So does the CPU spike happen
immediately preceding the timer
callback, within the timer callback,
or immediately following the timer
callback?
You misunderstand. This is not a spike. If it were, there would be no problem; I can deal with spikes. But it's not... the CPU usage is going up generally. Even when the service is doing nothing, waiting for the next timer hit. When the service starts up, things are nice and calm, and the graph looks like what you'd expect... generally, 0% usage, with spikes to 10% as NHibernate hits the database or the service does some trivial amount of work. But this increases to an across-the-board 25% (more if I let it go too far) usage at all times while the process is running.
That made Ian's suggestion the logical silver bullet (NHibernate does a lot of stuff when you're not looking). Alas, I've implemented his solution, but it hasn't had an effect (I have no proof of this, but I actually think it's made things worse... average usage is seeming to go up much faster now). Note that stripping out the NHibernate "sections" (as you recommend) is not feasible, since that would strip out about 90% of the code in the service, which would let me rule out the timer as a problem (which I absolutely intend to try), but can't help me rule out NHibernate as the issue, because if NHibernate is causing this, then the dodgy fix that's implemented (see below) is just going to have to become The Way The System Works; we are so dependent on NHibernate for this project that the PM simply won't accept that it's causing an unresolvable structural problem.

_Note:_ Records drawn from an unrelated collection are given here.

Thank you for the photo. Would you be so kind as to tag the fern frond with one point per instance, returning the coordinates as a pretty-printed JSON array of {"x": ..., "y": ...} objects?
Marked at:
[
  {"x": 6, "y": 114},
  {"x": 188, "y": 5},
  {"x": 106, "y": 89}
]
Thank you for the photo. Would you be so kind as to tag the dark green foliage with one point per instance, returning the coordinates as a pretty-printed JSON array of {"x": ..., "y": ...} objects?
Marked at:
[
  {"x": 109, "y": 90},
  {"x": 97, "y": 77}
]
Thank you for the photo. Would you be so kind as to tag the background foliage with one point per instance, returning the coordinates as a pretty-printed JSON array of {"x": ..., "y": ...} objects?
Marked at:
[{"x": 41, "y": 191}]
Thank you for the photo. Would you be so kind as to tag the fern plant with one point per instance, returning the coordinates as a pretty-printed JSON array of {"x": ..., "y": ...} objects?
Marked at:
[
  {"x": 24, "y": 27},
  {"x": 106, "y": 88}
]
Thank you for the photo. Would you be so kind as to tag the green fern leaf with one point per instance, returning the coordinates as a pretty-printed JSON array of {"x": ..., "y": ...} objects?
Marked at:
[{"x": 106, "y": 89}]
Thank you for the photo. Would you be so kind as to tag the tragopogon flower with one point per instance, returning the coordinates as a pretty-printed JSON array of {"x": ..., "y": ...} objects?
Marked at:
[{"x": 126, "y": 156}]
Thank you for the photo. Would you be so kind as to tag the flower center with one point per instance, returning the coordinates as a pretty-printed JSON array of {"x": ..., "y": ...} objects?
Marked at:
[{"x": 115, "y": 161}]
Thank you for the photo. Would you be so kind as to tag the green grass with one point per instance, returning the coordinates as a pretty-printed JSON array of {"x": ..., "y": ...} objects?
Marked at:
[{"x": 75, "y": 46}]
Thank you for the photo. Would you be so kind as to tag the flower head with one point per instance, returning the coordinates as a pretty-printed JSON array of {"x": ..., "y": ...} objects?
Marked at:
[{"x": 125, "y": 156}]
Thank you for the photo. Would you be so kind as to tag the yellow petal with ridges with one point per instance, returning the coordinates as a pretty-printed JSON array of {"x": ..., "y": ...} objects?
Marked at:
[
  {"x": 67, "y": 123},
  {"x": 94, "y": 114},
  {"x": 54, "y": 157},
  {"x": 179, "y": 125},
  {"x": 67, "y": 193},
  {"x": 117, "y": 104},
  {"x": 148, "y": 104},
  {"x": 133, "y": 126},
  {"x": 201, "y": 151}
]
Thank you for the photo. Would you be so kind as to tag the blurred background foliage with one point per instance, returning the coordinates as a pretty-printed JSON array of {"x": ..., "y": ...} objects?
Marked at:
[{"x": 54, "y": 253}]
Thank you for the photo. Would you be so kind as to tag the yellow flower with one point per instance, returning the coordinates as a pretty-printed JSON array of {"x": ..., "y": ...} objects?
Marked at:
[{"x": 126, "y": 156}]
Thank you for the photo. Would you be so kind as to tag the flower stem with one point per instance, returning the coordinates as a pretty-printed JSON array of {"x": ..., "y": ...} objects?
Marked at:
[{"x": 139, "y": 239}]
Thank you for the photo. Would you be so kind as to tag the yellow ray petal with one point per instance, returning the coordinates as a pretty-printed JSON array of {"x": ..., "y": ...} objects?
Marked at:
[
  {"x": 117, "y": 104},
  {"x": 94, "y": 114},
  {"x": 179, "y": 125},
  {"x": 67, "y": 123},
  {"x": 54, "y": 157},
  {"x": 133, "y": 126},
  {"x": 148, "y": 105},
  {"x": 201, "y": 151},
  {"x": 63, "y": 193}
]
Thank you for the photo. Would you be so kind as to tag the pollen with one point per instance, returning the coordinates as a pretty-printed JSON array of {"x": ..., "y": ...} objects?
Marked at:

I just noted a sense of desperation in
the question -- that your problems
would continue barring a small miracle
Don't mean for it to come off that way. At the moment, the services are being restarted daily (with an option to input any number of hours of the day for them to shutdown and restart), which patches the problem but cannot be a long-term solution once they go onto the production machine and start to become busy. The problems will not continue, whether I fix them or the PM maintains this constraint on them. Obviously, I would prefer to implement a real fix, but since the initial testing revealed no reason for this, and the services have already been extensively reviewed, the PM would rather just have them restart multiple times than spend any more time trying to fix them. That's entirely out of my control and makes the miracle you were talking about more important than it would otherwise be.
That is extremely intriguing (insofar
as you trust your profiler).
I don't. But then, these are Windows services written in .NET 1.1 running on a Windows 2000 machine, deployed by a dodgy Nant script, using an old version of NHibernate for database access. There's little on that machine I would actually say I trust.